Jeremy Jawish (Shift Technology) "Aux Etats-Unis, si vous n'êtes pas là pour automatiser, vous ne les intéressez pas"
Jérémy Jawish, CEO de la licorne française Shift Technology, revient sur son expansion américaine, où l'entreprise réalise la moitié de son chiffre d'affaires.
JDN. Shift Technology a ouvert son premier bureau aux Etats-Unis en 2018. Huit ans plus tard, quel bilan tirez-vous de cette expansion américaine ?

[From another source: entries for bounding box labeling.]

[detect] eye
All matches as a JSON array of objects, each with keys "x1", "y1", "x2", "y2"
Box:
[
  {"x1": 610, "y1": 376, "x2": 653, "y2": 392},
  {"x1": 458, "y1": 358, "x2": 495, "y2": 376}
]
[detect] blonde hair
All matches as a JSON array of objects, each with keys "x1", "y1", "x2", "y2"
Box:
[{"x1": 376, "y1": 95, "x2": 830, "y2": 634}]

Jeremy Jawish. Nous travaillons pour les assureurs, et le marché américain est plus vaste que l’ensemble du marché européen. A lui seul, il pèse même plusieurs fois le reste du monde. A partir de là, une évidence s’impose : pour devenir un leader mondial, il faut réussir aux Etats-Unis. En 2017, nous avons donc décidé de nous attaquer à ce marché. Contrairement aux autres, où nous étions appelés, celui-ci, nous sommes allés le chercher.
Nous avons commencé par recruter nos premiers collaborateurs sur place cette même année, avant de signer un premier client en 2019. Aujourd’hui, les Etats-Unis représentent 50 % de notre chiffre d’affaires, avec une cinquantaine de clients et environ 200 collaborateurs sur place. Nous disposons d’un bureau à Boston, mais la majorité des équipes est répartie sur le territoire, avec une organisation en full remote adaptée à l’échelle du pays.
Quelles sont les spécificités et les difficultés du marché américain d'un point de vue business ?
Il existe des similitudes avec l’Europe, mais les différences sont en réalité nombreuses, à la fois sur le plan technologique et au niveau des mentalités. Pour s’imposer, il faut adapter son produit et ses codes. Aux Etats-Unis, les attentes en matière d’automatisation sont beaucoup plus fortes, compte tenu des volumes. Si vous n'êtes pas là pour automatiser, vous ne les intéressez pas.
Le principal défi est de leur ressembler. Cela passe par des équipes locales, une présence sur place et des standards techniques alignés avec leurs exigences. Chaque détail compte, et cela demande des investissements importants, d’autant plus que recruter des talents américains sans un chiffre d'affaires significatif sur place reste difficile et coûteux.
"Chaque grande ville fonctionne comme un marché à part"
Il faut aussi s’intégrer dans des écosystèmes locaux, en étant présent sur le terrain et dans les réseaux. Contrairement à la France, chaque grande ville fonctionne comme un marché à part. Au final, c’est un marché exigeant, qui demande du temps et des moyens. Le principal risque est d’abandonner trop tôt. J'aurais bien aimé être prévenu que ça allait être si compliqué de s'imposer aux Etats-Unis !
Quelles erreurs avez-vous commises au début de votre aventure américaine ?
Nous en avons fait beaucoup ! Par exemple, utiliser les mauvais mots en anglais lors des démonstrations. Ce sont des détails, mais ils comptent. Nous avons aussi pensé que nos références européennes parleraient d’elles-mêmes, alors qu’en réalité, elles n'intéressent pas les acteurs américains.
"Nos références européennes n'intéressaient pas les acteurs américains"
Le recrutement a également été difficile. Sans réseau et avec une culture différente, il est compliqué d’identifier les bons profils. Les CV sont d’ailleurs difficiles à analyser, car les parcours sont très mouvants, avec des changements fréquents de poste, ce qui rend leur lecture et leur analyse plus complexes.
Quels conseils donneriez-vous à une start-up française qui envisage de se lancer aux Etats-Unis ?
Le premier conseil est de parler à des personnes qui l’ont déjà fait. Il faut aussi se concentrer très tôt sur le recrutement, car ce sont les bonnes personnes qui permettent ensuite de résoudre le reste. Encore une fois, il est difficile d’embaucher de très bons profils américains sans avoir déjà un chiffre d’affaires significatif sur place. Il ne faut pas hésiter à faire appel à des chasseurs de tête, à prendre le temps de bien connaître les candidats et à vérifier les références.
"Il est difficile d'embaucher de très bons profils américains sans avoir déjà un chiffre d'affaires significatif"
Avec désormais un peu de recul, considérez-vous le pari des Etats-Unis comme réussi ?
J'ai toujours du mal à considérer qu'un projet est réussi, il faut que je travaille dessus ! Nous ne nous sommes jamais fixés de début ni de fin. C’est un avantage, car au début, la tentation d'abandonner peut exister : on repart de zéro et il faut investir des dizaines de millions d’euros. On se retrouve face à un marché plus cher, plus complexe, où ce que l’on a construit ailleurs n’a pas forcément de valeur. Mais nous n'avions pas vraiment le choix car si l’on veut devenir un leader mondial dans notre secteur, il est indispensable d’aller sur ce marché.